When the game was over and regardless of the outcome, we’d all head for the pub to celebrate or mourn. Oddly enough, although the school was in Wisconsin, the pub was in Illinois – a very weird occurrence in those days – and you had to have a membership card to the “Italian-American Welfare Society” in order to get served. Welfare, beer and cultural pride – an odd mix but not one that we students ever questioned as we all dutifully paid for our admission sticker.
Sports were fun and games in those days, whether on an intramural level, a small college intercollegiate level, even, although to a lesser degree, at the pro level.
Recently, though, I’ve started assessing the role of sports in our society. Why do they appear to have such an impact on so many people? Hard as it is for many to accept, the game itself is still that, just a game. Oh, yes, the level of skills demonstrated by players in just about every sport has grown dramatically, and strapping on skates or cleats the minute you set foot outside the crib has become a parental obsession that is either painful or comical or both.

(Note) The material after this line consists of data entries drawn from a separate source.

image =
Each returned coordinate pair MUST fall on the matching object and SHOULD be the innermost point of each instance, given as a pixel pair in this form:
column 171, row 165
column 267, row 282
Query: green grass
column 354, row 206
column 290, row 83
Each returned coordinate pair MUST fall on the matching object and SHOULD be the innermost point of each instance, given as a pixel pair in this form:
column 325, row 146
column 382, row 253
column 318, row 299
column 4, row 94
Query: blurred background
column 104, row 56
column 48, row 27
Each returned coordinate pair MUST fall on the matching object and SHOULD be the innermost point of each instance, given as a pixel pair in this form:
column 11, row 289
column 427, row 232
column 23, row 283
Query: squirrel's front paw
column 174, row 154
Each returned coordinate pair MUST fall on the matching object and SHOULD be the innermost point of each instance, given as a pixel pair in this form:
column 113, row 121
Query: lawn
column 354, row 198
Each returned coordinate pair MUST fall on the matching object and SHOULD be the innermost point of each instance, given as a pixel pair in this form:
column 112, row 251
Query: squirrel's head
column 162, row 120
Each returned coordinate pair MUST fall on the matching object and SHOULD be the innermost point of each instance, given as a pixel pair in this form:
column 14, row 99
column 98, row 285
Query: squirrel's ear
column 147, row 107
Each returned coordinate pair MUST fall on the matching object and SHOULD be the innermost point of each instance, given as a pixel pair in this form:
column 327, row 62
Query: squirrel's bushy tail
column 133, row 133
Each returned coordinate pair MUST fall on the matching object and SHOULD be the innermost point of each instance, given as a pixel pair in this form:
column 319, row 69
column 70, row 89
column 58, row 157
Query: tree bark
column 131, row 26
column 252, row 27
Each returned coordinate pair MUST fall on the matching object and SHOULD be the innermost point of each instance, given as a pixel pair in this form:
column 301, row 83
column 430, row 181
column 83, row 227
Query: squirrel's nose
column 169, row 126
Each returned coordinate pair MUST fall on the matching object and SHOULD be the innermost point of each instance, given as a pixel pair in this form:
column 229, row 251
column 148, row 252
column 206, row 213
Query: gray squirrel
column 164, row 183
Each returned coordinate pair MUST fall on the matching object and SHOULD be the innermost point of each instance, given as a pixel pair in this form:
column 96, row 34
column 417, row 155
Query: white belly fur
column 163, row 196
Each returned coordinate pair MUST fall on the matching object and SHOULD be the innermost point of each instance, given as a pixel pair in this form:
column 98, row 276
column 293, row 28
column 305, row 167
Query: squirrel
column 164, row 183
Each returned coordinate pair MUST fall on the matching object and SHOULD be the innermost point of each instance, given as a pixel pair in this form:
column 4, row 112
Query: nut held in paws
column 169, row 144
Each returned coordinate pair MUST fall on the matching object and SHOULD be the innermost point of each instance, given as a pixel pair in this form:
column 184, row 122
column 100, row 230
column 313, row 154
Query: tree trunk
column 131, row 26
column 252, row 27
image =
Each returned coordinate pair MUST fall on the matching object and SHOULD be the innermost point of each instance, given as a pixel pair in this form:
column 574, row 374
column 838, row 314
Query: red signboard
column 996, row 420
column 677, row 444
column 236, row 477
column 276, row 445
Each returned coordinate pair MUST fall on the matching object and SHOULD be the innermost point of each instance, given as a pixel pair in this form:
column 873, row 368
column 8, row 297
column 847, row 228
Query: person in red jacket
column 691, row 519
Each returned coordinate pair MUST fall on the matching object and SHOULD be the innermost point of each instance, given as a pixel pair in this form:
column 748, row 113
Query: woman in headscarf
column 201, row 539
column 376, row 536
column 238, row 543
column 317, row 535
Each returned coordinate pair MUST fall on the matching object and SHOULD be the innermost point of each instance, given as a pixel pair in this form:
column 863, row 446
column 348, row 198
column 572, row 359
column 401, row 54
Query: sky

I picked up the New York Times several weeks ago and saw a lengthy list of bowl games – 34 to be exact – and there may have been a few played already that weren’t listed.
Now I know there is a financial incentive behind this plethora of punting. But I think it also reflects a society driven by anxiety about the current state of affairs and wishing that its interactions with opposing cultures were as straightforward as football games – numbers on each player, time to talk about what to do next, easily visible enemies (most of whom speak the same language as you), all wearing distinctive clothing identifying their places on the field – yes, even a field rather than a still-occupied home or a bombed-out village full of cars ready to explode at a moment’s notice.
World War II was a football game. The enemy’s helmets had swastikas so you could tell the two sides apart. In Vietnam, things got trickier. You didn’t quite know whom you were fighting. Everyone looked the same. The Packers didn’t have the distinctive “G” on their hats. Viking horns and Cardinal heads and Buccaneer jerseys didn’t distinguish the players.
And the world game itself is also different from what we’d like to see. Sometimes it simply goes on and on, for centuries, without a winner. And winning is a critical factor in America. Maybe that’s why the upsurge in football bowls – to show the world and ourselves that we are a land of winners. But can we expect that wars will ever again be fought by what have been considered conventional rules?
I think we throw up more and more bowl games as a way to comfort ourselves around the notion of conflict. We, the spectators, yell and scream until the final buzzer and then go home. The players shake hands and pat each others’ backs because there’s a fair chance that they will be blocking on the same team at some point in their careers.
How well would the Packers handle the “Al-Quaeda Terrorists” with the Super Bowl on the line? I would hate to referee that contest.
I suspect that the longer our conflicts throughout the world last, the more bowl games we will see added to the slate. We want to be satisfied with battles that have rules, with beginnings and ends and easily identifiable combatants.
Sorry folks, though, that ain’t the way it works in real life. Football in Pakistan is a completely different sport. What do we do now?